While Greeks tend to support socially liberal causes like abortion and gay marriage, they also seem more likely to respect tradition, history, and stability. That’s how Evan Burns sees it. He helped start the Odyssey, a newspaper for Greek students that reaches more than 300,000 readers on 45 campuses.
“You’ll hear a lot of people say, ‘Yeah, I’m definitely a fiscal conservative,’” he explains. “In fact, I don’t think I’ve ever heard anyone say ‘I’m a fiscal liberal’ in the fraternity and sorority community.” He says Greeks tend to be more interested in professional degrees such as finance, law, medicine, and economics — instead of, say, women’s studies. The Greek system’s emphasis on philanthropy goes hand-in-hand with conservatism, he adds. “I think that goes back to the conservative value of doing things that are beneficial to you and the greater community as a whole,” he says.
Several students say a challenge for the Greek system is negative press from predominantly liberal campus newspapers. Christopher Warren, who graduated from the University of Georgia in 2012, said his fraternity consistently struggled with unfair coverage.
“The real thing we faced, even more than the bureaucracy of the university, was the on-campus media,” he says. “It was something we were constantly combating, having negative stories surrounding our fraternity or other fraternities on campus being the highlight in the school newspaper.”

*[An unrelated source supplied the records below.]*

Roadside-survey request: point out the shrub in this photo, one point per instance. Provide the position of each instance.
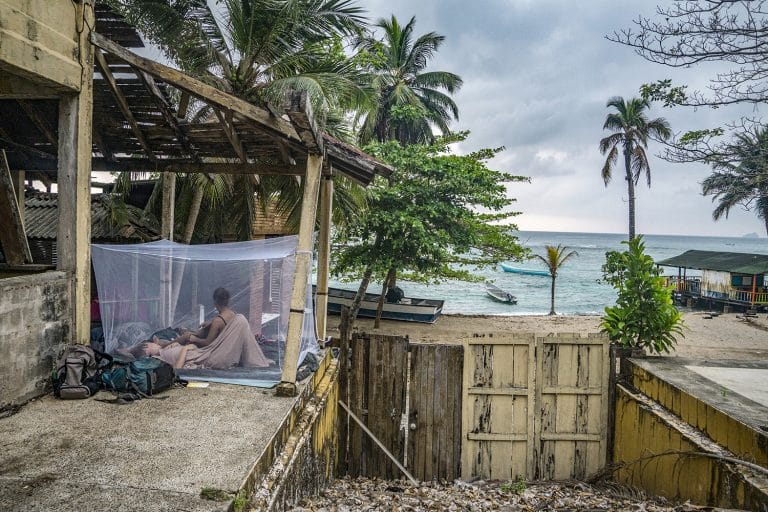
(644, 315)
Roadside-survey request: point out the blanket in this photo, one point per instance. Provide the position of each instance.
(234, 346)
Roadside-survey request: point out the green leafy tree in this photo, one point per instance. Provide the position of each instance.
(741, 180)
(425, 222)
(554, 258)
(410, 100)
(631, 129)
(256, 50)
(644, 315)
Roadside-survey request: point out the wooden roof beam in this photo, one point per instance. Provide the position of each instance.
(299, 111)
(231, 133)
(192, 167)
(39, 121)
(168, 114)
(122, 103)
(200, 90)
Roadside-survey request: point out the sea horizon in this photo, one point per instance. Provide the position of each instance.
(579, 290)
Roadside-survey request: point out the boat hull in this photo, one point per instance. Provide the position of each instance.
(407, 310)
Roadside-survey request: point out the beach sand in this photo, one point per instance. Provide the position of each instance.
(727, 336)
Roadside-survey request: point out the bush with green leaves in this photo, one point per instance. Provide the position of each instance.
(644, 315)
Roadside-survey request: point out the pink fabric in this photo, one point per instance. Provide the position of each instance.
(234, 346)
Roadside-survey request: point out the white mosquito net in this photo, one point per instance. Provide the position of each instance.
(159, 288)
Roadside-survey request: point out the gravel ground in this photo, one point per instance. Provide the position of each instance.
(361, 494)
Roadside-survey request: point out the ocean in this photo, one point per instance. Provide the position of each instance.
(578, 290)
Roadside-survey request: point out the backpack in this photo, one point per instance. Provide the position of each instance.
(137, 379)
(76, 374)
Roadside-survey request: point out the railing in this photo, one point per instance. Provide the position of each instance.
(693, 287)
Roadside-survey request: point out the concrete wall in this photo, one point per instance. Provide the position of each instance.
(35, 320)
(307, 460)
(648, 449)
(39, 40)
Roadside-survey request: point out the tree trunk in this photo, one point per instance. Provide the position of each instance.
(194, 211)
(552, 301)
(354, 308)
(630, 191)
(388, 283)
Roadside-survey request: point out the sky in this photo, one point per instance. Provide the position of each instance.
(537, 75)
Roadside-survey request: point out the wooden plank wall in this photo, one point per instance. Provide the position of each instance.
(380, 378)
(377, 387)
(535, 406)
(434, 417)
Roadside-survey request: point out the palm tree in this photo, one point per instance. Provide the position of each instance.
(256, 50)
(632, 129)
(744, 183)
(554, 258)
(410, 100)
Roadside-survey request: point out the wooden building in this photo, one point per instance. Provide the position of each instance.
(725, 277)
(73, 98)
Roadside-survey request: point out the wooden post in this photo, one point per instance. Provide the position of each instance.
(303, 267)
(74, 184)
(324, 255)
(169, 200)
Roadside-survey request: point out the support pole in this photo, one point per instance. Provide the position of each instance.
(303, 266)
(324, 255)
(74, 185)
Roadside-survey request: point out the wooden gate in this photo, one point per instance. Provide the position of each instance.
(388, 376)
(535, 407)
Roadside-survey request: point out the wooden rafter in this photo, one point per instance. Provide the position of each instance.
(39, 121)
(299, 112)
(168, 114)
(181, 113)
(183, 166)
(122, 103)
(12, 236)
(231, 133)
(205, 92)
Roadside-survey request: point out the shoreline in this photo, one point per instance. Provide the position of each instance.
(726, 336)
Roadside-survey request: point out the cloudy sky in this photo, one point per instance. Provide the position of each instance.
(537, 75)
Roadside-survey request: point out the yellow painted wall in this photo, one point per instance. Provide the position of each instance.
(641, 435)
(39, 40)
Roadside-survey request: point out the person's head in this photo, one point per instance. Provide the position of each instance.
(220, 297)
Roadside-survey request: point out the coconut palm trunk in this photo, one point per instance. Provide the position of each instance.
(630, 189)
(552, 298)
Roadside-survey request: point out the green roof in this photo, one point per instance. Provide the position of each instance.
(734, 262)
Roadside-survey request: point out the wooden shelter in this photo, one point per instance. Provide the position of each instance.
(728, 277)
(131, 115)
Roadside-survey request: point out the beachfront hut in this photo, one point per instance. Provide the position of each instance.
(74, 98)
(726, 277)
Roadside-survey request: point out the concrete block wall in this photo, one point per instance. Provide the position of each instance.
(35, 321)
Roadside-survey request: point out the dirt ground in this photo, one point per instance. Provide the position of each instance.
(727, 336)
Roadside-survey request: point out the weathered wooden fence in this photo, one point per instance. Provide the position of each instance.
(390, 376)
(496, 406)
(536, 407)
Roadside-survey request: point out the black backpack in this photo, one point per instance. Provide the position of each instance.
(76, 374)
(142, 378)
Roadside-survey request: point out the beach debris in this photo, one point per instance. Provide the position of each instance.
(371, 494)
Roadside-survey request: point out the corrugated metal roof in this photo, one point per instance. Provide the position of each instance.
(734, 262)
(41, 220)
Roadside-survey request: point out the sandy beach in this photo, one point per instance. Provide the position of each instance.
(727, 336)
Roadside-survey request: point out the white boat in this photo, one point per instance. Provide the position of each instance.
(407, 309)
(498, 294)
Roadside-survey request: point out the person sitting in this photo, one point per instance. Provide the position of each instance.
(222, 343)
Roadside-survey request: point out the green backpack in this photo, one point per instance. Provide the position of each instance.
(139, 379)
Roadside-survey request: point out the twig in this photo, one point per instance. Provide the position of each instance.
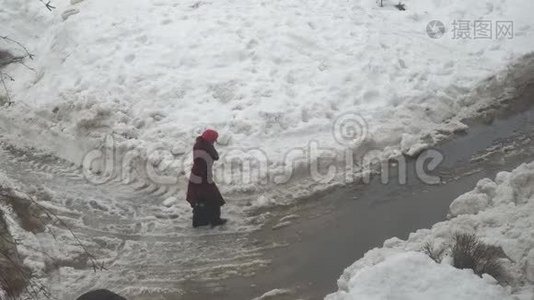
(28, 54)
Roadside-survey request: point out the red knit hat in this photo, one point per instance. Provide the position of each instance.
(210, 135)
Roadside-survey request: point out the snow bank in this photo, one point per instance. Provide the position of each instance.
(415, 276)
(500, 212)
(271, 76)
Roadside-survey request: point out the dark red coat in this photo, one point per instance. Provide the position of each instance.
(201, 187)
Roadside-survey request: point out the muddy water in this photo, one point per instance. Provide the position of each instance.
(336, 228)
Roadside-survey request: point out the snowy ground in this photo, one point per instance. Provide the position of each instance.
(270, 75)
(499, 212)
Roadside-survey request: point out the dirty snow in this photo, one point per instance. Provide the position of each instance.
(498, 211)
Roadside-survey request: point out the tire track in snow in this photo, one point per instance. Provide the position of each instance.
(144, 245)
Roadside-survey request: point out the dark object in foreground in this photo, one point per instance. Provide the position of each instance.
(469, 252)
(101, 294)
(202, 192)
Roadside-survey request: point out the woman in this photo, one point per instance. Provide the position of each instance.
(202, 193)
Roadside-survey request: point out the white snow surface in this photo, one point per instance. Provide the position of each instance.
(400, 271)
(271, 76)
(414, 276)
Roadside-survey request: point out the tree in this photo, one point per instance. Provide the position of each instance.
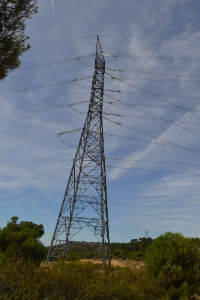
(173, 262)
(22, 239)
(13, 41)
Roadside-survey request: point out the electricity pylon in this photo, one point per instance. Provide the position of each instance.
(84, 205)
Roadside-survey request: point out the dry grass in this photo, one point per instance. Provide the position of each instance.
(118, 263)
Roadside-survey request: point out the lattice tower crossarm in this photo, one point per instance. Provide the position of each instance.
(84, 204)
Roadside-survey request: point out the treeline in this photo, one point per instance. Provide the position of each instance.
(171, 269)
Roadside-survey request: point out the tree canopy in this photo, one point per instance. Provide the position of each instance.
(13, 41)
(173, 261)
(22, 239)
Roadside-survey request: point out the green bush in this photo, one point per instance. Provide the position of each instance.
(173, 263)
(22, 239)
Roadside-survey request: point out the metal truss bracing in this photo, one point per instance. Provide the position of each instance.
(84, 204)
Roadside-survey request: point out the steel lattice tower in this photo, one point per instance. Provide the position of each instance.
(85, 200)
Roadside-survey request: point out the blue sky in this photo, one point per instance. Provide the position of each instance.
(144, 192)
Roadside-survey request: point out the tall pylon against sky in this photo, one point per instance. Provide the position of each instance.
(84, 206)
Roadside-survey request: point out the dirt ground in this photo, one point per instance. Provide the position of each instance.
(119, 263)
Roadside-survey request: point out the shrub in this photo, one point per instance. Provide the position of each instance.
(173, 263)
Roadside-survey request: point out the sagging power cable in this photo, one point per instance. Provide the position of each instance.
(150, 135)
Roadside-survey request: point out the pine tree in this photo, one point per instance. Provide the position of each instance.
(13, 41)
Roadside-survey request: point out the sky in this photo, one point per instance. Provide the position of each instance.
(154, 174)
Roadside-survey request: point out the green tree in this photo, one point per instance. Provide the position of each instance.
(13, 41)
(173, 262)
(22, 239)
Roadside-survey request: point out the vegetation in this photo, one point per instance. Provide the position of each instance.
(13, 41)
(22, 240)
(173, 264)
(171, 269)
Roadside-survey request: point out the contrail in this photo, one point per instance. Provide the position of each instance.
(53, 14)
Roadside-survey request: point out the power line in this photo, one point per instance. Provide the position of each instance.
(78, 58)
(152, 170)
(153, 161)
(51, 84)
(153, 73)
(54, 107)
(173, 80)
(174, 122)
(153, 57)
(152, 142)
(157, 96)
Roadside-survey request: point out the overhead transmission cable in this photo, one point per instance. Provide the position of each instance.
(173, 80)
(47, 84)
(144, 92)
(175, 123)
(59, 134)
(152, 73)
(54, 107)
(152, 57)
(169, 143)
(78, 58)
(153, 161)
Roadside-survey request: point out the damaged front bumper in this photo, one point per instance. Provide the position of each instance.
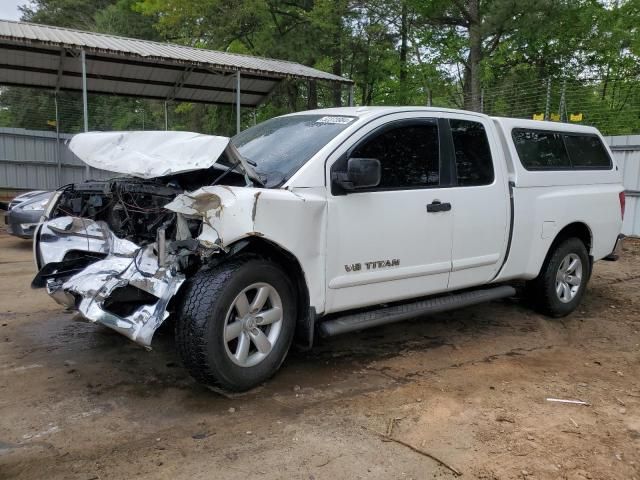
(108, 280)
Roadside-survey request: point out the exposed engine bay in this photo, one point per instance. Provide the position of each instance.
(132, 208)
(114, 252)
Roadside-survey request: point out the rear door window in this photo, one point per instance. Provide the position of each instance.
(587, 151)
(474, 165)
(540, 150)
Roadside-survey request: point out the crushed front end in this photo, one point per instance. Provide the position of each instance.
(111, 251)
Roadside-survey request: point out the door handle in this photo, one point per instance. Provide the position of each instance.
(438, 206)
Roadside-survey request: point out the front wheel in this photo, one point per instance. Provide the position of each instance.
(236, 323)
(559, 288)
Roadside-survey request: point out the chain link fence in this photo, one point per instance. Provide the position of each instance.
(611, 105)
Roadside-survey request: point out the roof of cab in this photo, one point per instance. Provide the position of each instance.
(364, 112)
(508, 123)
(505, 123)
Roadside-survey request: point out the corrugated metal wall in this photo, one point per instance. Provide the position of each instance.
(29, 161)
(626, 149)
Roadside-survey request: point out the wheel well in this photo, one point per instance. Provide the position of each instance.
(576, 229)
(290, 264)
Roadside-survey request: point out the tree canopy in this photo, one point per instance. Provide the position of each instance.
(504, 57)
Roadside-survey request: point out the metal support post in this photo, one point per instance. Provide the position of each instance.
(58, 159)
(85, 108)
(166, 117)
(238, 102)
(547, 107)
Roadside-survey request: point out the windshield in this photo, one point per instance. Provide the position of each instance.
(280, 146)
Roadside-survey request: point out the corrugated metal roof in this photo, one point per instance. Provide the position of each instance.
(96, 42)
(46, 56)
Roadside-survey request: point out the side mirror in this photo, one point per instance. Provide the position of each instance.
(361, 173)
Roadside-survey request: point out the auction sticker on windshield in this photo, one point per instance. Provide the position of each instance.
(336, 120)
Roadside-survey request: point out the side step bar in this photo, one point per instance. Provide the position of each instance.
(397, 313)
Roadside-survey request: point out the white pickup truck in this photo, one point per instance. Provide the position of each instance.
(327, 221)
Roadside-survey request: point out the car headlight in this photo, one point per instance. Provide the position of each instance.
(37, 205)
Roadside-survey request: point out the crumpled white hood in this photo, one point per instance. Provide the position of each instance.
(148, 154)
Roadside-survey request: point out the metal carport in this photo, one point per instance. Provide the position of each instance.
(43, 56)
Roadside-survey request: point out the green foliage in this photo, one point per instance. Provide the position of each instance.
(494, 55)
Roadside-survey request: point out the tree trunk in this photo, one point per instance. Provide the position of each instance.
(404, 34)
(312, 101)
(472, 70)
(337, 87)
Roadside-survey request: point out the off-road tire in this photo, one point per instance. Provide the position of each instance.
(200, 324)
(542, 290)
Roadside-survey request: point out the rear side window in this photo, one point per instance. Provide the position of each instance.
(587, 151)
(540, 150)
(409, 156)
(474, 165)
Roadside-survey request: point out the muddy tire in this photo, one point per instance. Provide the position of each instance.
(236, 323)
(559, 288)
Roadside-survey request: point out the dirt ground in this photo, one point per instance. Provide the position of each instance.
(78, 401)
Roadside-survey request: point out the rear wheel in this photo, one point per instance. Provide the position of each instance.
(236, 323)
(559, 288)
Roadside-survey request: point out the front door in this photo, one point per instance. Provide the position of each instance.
(393, 241)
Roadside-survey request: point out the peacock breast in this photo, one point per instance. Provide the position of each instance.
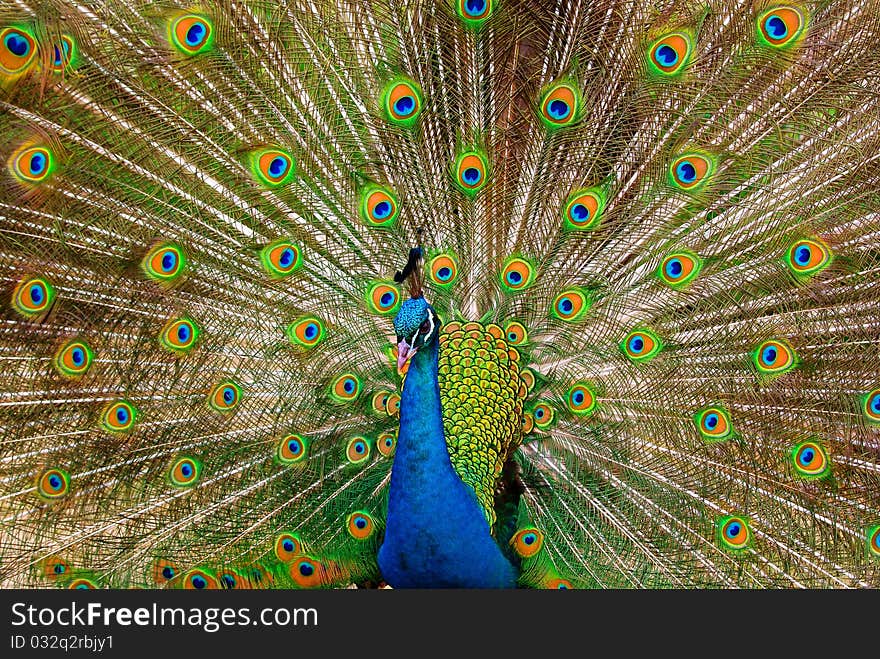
(481, 394)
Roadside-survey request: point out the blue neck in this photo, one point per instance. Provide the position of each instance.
(436, 533)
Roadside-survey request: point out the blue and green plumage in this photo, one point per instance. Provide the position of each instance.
(649, 237)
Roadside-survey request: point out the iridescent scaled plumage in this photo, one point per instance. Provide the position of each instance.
(482, 396)
(648, 235)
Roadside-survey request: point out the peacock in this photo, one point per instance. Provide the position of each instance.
(440, 293)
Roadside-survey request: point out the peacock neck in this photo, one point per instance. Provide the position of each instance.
(421, 446)
(436, 533)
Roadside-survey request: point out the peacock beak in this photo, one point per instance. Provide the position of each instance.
(404, 354)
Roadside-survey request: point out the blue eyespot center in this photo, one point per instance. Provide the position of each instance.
(580, 213)
(776, 27)
(404, 106)
(277, 167)
(472, 175)
(169, 260)
(37, 294)
(666, 55)
(558, 109)
(37, 164)
(65, 49)
(17, 45)
(475, 7)
(382, 210)
(674, 268)
(686, 172)
(195, 34)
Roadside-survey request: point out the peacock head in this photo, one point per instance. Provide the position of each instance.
(416, 325)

He says negative stories were blown out of proportion and given front-page real estate, while the sparse coverage of Greeks’ philanthropic work was relegated to the back. And Warren says the bias could have been a product of liberal push-back against institutions perceived as bastions of conservatism. Burns noticed the same thing. He described the paper at the University of Indiana as “extremely liberal” and “very, very against the Greek system.” When he travels to promote his publication on other campuses, he says, he consistently hears stories of anti-Greek bias among student journalists.
As for the fraternity members, they don’t seem to mind if some students are put off by their right-wing proclivities. “It seemed that the very liberal students would shun the fraternity system,” Bowen says, “but no one really cared.”
— Betsy Woodruff is a William F. Buckley Fellow at the National Review Institute.